While Murphy laments his lost time on the record greatly, in areas such the dominating dance number, “tonite.” Yet, he also utilizes a more somber reflexive in places. The track “how do you sleep?” is both a sonically and lyrically emotive nine-minute epic, hitting on the lost relationship of a friend and early business partner Tim Goldsworthy. Goldsworthy abruptly left New York and moved back to the U.K. without notifying Murphy or Jonathan Galkin of his DFA departure. “Whatever fits in your pockets, you’ll get your due,” is likely a reference to the lawsuit Murphy and Galkin filed with Goldsworthy. As Goldsworthy left by his own will, Murphy seems to be conveying he owes little if anything at all to the former-friend and others who have left the picture.

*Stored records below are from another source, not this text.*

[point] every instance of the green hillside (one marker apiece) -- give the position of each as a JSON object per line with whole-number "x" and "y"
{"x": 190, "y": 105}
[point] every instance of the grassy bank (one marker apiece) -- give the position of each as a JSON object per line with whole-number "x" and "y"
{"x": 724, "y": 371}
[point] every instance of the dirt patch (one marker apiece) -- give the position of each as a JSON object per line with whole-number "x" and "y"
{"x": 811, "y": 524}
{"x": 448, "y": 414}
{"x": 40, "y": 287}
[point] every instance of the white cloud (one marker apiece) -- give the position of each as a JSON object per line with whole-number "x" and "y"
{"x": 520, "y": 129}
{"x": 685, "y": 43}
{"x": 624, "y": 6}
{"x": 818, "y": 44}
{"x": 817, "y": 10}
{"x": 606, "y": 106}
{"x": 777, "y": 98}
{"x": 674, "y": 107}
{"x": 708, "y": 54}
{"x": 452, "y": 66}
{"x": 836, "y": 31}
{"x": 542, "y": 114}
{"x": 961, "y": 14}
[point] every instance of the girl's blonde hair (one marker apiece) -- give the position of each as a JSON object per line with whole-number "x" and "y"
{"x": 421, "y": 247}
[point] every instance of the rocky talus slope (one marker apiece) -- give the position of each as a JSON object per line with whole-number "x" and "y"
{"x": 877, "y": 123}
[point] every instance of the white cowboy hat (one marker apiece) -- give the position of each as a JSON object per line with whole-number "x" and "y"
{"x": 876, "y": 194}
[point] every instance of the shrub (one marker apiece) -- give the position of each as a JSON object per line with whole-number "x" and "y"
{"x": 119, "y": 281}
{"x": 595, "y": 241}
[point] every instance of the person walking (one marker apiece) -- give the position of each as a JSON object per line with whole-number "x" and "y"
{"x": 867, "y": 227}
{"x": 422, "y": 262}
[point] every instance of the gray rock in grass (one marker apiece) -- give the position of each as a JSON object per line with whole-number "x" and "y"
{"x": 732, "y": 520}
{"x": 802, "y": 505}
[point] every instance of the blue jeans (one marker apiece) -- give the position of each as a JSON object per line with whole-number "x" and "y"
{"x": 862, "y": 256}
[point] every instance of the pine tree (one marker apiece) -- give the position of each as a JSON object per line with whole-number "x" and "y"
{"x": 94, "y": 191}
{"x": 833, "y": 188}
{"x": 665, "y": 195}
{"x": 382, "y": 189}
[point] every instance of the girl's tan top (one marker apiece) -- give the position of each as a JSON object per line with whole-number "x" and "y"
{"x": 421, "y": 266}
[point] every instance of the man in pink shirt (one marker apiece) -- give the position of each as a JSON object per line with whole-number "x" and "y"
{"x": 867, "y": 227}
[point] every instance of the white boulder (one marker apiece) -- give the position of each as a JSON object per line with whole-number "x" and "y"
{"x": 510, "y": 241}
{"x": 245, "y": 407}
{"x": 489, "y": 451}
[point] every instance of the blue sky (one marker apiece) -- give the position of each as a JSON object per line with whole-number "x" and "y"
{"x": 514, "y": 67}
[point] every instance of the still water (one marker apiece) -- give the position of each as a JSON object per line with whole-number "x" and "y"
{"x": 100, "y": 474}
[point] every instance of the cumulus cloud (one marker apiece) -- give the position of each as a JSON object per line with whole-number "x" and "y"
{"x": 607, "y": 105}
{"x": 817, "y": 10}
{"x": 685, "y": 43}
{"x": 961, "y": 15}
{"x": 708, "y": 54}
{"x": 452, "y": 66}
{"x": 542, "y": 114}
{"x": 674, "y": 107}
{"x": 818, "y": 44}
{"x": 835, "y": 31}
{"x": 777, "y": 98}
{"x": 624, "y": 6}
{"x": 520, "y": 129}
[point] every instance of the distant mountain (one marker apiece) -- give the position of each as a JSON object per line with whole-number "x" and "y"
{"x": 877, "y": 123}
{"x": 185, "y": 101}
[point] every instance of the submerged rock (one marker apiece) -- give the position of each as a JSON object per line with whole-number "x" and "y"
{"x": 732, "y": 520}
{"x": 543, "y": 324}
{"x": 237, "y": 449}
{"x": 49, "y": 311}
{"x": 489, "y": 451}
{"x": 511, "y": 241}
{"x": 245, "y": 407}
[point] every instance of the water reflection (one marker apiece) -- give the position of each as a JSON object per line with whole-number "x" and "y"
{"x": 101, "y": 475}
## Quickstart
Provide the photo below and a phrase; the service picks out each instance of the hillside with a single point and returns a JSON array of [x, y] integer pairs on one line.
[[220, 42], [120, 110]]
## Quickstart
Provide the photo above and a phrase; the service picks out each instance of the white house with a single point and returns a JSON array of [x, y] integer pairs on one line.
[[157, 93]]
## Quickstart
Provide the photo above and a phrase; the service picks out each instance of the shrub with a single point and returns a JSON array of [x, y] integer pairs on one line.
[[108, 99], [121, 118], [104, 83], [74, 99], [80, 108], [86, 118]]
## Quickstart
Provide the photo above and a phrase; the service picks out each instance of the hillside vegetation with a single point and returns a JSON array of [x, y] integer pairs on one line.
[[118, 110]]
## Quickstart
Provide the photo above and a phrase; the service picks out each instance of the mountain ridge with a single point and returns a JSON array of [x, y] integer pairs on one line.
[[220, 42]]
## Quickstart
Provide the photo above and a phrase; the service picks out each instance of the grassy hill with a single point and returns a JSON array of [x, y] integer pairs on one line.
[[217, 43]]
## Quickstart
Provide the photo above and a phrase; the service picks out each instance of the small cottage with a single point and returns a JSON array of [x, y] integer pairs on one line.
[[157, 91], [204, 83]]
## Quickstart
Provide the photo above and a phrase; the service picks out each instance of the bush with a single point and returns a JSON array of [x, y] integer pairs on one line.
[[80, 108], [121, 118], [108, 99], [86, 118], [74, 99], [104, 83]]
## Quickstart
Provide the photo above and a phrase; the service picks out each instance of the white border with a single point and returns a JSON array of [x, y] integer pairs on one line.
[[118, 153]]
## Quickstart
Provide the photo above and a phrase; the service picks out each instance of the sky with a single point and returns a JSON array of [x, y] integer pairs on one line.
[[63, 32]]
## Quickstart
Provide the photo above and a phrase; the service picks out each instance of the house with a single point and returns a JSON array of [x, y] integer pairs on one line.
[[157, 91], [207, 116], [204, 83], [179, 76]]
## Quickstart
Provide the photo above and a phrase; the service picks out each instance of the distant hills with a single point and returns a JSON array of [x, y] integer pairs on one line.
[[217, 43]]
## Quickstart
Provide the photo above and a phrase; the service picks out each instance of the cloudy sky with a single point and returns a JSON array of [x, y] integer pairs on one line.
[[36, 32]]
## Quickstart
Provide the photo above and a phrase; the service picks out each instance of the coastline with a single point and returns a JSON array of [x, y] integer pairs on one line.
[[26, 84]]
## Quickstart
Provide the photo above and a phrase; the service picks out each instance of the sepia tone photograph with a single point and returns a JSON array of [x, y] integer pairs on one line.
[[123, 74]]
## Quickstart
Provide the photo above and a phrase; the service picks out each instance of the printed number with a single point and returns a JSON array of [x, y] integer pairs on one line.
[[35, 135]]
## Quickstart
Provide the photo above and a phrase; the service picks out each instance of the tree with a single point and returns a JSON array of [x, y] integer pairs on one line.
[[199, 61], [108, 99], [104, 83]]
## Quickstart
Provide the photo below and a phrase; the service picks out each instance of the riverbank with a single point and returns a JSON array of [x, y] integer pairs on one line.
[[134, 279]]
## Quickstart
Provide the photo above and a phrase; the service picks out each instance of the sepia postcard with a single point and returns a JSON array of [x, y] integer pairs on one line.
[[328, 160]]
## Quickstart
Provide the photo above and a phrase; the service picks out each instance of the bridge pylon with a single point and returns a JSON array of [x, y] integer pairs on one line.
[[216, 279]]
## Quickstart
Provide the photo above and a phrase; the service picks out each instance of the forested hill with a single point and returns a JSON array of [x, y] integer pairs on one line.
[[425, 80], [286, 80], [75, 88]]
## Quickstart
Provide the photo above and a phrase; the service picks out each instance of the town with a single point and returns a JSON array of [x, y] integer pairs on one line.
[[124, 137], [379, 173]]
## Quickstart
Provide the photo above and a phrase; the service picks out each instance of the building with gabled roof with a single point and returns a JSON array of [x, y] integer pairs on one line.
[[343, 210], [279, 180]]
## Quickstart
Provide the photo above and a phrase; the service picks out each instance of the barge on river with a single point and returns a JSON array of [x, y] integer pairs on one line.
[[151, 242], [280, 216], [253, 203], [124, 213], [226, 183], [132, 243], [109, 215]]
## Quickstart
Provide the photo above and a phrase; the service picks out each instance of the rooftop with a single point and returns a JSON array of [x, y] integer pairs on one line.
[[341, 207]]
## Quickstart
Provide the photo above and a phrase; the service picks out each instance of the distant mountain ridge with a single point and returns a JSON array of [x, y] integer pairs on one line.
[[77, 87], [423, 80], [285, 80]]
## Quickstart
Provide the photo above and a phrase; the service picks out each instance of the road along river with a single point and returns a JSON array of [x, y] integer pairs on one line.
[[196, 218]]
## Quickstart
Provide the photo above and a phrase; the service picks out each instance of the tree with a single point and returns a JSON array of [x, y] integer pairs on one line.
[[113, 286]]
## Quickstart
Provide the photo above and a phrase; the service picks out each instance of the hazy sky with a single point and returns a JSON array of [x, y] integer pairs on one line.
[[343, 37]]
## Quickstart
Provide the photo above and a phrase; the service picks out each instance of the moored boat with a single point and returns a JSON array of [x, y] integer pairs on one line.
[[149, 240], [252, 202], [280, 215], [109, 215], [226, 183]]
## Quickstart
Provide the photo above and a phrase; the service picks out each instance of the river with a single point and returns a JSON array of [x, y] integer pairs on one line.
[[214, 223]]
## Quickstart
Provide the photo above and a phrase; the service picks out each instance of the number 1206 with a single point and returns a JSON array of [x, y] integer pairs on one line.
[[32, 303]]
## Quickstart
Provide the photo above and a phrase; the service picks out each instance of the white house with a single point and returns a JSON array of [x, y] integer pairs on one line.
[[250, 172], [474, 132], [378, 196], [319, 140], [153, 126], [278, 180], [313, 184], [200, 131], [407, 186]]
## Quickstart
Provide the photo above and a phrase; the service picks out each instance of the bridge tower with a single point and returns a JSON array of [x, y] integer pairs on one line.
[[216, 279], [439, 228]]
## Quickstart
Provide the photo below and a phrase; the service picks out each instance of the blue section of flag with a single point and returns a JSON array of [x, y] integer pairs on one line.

Most notably, Murphy & co. also pays homage to the late artist David Bowie on the record, whom the group has also credited inspired their return. “I spent a good amount of time with David Bowie, and I was talking about getting the band back together. Murphy said in an interview with BBC, ‘Does it make you uncomfortable?’ I said ‘Yeah’, and he said, ‘Good – it should. You should be uncomfortable’ … David was always making himself uncomfortable.” In all of its glory, the record seems to be working up to this climactic final number, the 12-minute “black screen.” In what can be viewed as a eulogy to Bowie, Murphy’s friend, and mentor, the lyrics suggest grieving at the loss of the loved one, but also lament once more on time, specifically on the lack of time invested. “I’m bad with people things/But I should have tried more,” likely Murphy’s internalized the value of time and overcoming ego.

Considering the formal constraint that can be placed on musical projects, bands can be very limiting, in a way. It’s with his obsessive nature in mind and fear of becoming irrelevant that fans of LCD can gain an understanding of why James Murphy needed to let go and internalize his life’s dealings, only to have come together again.

American Dream is a celebratory acceptance of loss and what’s gained in return. One that takes on infinite meanings and one that Murphy has let drive him to create some of the most freeing and sonically expanse music of LCD Soundsystem’s career.

American Dream is out now via Columbia/DFA.